XII

But Makarandiká's face fell. And after a while, he began to laugh, with laughter that quivered, as if it hesitated between agony and scorn. And she exclaimed: Pandits! Does anybody laugh, as he did in his sleep, who dreams of pandits? What has laughter such as his to do with pandits? Nay, he is trying to hide from me a secret, not knowing, that in the absence of his soul, his body is playing traitor to him against his will. Ah! well I understand, he closed his eyes, to keep me on the outside of his soul, which he opens in the sweetness of a dream to someone else. So, now, let him beware. And she drew still closer to his side, and leaned over him, with her eyes fixed upon his lips, and a heart that beat with such agitation that she pressed one hand upon her breast, as if to bid it to be still, lest its throbbing should rouse him from his sleep.

And as she gazed, there came over her soul such a sense of desolation, mixed with the fire of jealousy, and wrath at her own inability to follow him into his dream and snatch him for her own from everybody else, that her breath was within a little of stopping of its own accord. And she yearned to find, as it were, a refuge, in tears that refused to flow, and her head began to spin. And all at once, a shudder that was half a sob shook her as she kneeled, mixed with an almost irresistible desire to clasp him in her arms, and claim him for what he actually was, her husband, and the only lord without a rival of her own miserable heart. And a fever that turned her hot and cold by turns began to hurry through her limbs. And she murmured to herself, without knowing what she said: Shall he leave me here, deserted, alone in the darkness of this palace and the night? to meet in a dream where I cannot follow him the wife I cannot oust from his soul? Who knows? It may be that at this very moment, they are laughing me to scorn, locked in each other's arms.

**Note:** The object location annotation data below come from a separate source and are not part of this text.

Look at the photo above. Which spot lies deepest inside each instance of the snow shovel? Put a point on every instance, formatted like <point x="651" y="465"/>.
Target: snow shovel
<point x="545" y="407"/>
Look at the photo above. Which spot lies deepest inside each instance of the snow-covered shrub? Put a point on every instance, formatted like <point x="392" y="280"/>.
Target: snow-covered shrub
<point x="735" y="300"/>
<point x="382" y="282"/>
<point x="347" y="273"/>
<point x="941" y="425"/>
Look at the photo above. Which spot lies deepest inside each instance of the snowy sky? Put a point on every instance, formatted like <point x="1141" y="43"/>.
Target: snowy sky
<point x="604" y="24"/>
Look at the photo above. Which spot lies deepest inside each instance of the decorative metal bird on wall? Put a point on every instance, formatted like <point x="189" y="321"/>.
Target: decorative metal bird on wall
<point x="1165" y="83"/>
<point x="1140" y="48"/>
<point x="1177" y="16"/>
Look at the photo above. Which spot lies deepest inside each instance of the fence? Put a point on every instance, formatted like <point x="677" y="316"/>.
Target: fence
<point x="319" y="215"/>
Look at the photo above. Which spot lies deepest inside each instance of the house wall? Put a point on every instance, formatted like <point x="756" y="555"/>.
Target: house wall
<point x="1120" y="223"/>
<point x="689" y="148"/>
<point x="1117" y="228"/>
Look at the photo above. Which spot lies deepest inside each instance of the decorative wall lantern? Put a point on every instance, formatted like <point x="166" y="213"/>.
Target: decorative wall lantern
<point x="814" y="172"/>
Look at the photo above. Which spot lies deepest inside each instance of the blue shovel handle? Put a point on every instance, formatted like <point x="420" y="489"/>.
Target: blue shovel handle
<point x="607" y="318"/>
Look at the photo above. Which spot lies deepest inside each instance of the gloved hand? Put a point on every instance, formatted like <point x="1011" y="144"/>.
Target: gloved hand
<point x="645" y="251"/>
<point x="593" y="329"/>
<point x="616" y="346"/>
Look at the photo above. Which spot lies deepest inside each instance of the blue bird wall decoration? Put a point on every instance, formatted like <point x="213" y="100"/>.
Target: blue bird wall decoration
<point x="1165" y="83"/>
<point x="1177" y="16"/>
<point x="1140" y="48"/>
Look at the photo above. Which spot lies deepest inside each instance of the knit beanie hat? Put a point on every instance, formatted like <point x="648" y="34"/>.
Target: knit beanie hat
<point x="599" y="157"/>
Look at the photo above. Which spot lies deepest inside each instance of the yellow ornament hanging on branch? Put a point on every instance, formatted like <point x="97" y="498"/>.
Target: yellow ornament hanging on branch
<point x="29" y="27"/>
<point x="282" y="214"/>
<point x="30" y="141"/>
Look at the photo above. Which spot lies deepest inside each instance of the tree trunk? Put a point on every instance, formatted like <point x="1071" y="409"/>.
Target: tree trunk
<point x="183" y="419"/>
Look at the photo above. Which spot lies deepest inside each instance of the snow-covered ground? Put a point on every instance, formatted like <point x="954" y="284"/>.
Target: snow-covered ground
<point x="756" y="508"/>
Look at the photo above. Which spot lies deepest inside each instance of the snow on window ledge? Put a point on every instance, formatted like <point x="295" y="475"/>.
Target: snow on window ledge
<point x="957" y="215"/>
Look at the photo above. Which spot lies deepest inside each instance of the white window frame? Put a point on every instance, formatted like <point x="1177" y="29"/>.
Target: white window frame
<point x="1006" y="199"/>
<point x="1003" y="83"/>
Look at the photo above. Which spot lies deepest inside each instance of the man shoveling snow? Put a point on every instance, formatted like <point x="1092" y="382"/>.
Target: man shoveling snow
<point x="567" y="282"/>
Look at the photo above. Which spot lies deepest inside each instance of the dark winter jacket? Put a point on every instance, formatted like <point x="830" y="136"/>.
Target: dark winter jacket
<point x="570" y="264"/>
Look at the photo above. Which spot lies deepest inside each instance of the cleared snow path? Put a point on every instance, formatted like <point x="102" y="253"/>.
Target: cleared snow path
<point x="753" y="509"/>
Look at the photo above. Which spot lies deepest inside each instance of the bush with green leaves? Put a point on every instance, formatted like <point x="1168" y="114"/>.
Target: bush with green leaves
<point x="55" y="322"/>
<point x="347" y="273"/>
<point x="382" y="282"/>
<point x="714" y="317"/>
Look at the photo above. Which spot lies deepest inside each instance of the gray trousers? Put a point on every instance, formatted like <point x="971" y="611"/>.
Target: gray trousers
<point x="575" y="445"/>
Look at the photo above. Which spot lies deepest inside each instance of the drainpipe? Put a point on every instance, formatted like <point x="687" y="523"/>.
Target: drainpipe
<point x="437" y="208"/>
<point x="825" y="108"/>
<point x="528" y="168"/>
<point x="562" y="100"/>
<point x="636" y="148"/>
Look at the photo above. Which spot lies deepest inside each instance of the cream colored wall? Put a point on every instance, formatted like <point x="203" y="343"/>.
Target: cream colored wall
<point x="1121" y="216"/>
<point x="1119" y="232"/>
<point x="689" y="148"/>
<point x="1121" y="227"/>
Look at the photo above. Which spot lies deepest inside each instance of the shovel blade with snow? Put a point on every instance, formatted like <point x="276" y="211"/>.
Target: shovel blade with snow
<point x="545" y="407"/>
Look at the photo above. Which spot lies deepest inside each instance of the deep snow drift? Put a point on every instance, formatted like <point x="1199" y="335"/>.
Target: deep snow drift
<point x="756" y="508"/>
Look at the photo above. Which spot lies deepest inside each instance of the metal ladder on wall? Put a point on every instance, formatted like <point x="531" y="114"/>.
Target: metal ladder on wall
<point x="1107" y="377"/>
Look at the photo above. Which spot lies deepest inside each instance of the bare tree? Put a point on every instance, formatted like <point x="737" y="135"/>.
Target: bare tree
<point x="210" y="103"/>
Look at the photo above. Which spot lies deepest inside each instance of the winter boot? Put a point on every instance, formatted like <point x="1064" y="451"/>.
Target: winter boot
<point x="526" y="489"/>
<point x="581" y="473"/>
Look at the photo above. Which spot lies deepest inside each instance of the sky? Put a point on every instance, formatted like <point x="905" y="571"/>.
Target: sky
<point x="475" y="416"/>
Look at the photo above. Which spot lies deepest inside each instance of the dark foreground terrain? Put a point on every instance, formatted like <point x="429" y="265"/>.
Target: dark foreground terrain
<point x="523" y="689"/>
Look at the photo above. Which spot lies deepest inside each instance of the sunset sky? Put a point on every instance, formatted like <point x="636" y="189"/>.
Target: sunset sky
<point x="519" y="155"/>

And so as she continued, gazing at him with a soul set as it were on fire by suspicion and images of her own creating, and a heart stung by the viper of recollection, and yet, strange! swelling with a passionate and hopeless yearning for his affection to return, meanwhile, the soul of Arunodaya, all heedless of the passion that menaced his abandoned body, lay, as it were, drowned in the honey of his dream. And once again, amid the tumult of the pandits, the eyes of Sarojiní were drawing his soul towards her own, as if with cords, woven of the triple strands of colour and reminiscence and the intensity of a love that was returned tenfold. And so as he lay, conscious of absolutely nothing but the abyss of those unfathomable eyes, all at once that shameless maid came forward yet again, and took the hand of yet another king, and said as before: King, listen and reply to the question that the husband of Sarojiní must answer well.

And Sarojiní, hearing her speak, drew her eyes away sadly from Arunodaya, and turned them slowly on that waiting king. And she said: Maháráj, say, shall I choose the bitter or the sweet?

And then, that miserable king, as if he feared the fate of his predecessors, stood for a while in silence. And he said at last: The sweet.

Then said Sarojiní: King, beyond all doubt my crimes in a former birth are bearing fruit, in depriving me of such a husband as thyself.

And instantly, all the pandits broke into a shout, and as they did so, she shot at Arunodaya a glance that seemed as it were to say to him: Be patient, for thy turn also will presently arrive.

And at that very moment, something took him as it were by the throat. And as the dream suddenly went out and disappeared, he awoke, in the roar of the waves and the wind, to find that Makarandiká had her hand upon his breast, to wake him from his dream. And she said absolutely nothing. But her eyes were fixed upon his own, filled to the very brim with entreaty, and affection, and terror and grief, and despair.

And seeing her, he frowned, as if the very sight of her was poison to his soul. And he shut his eyes, and fell back upon his pillow, to go back to his dream.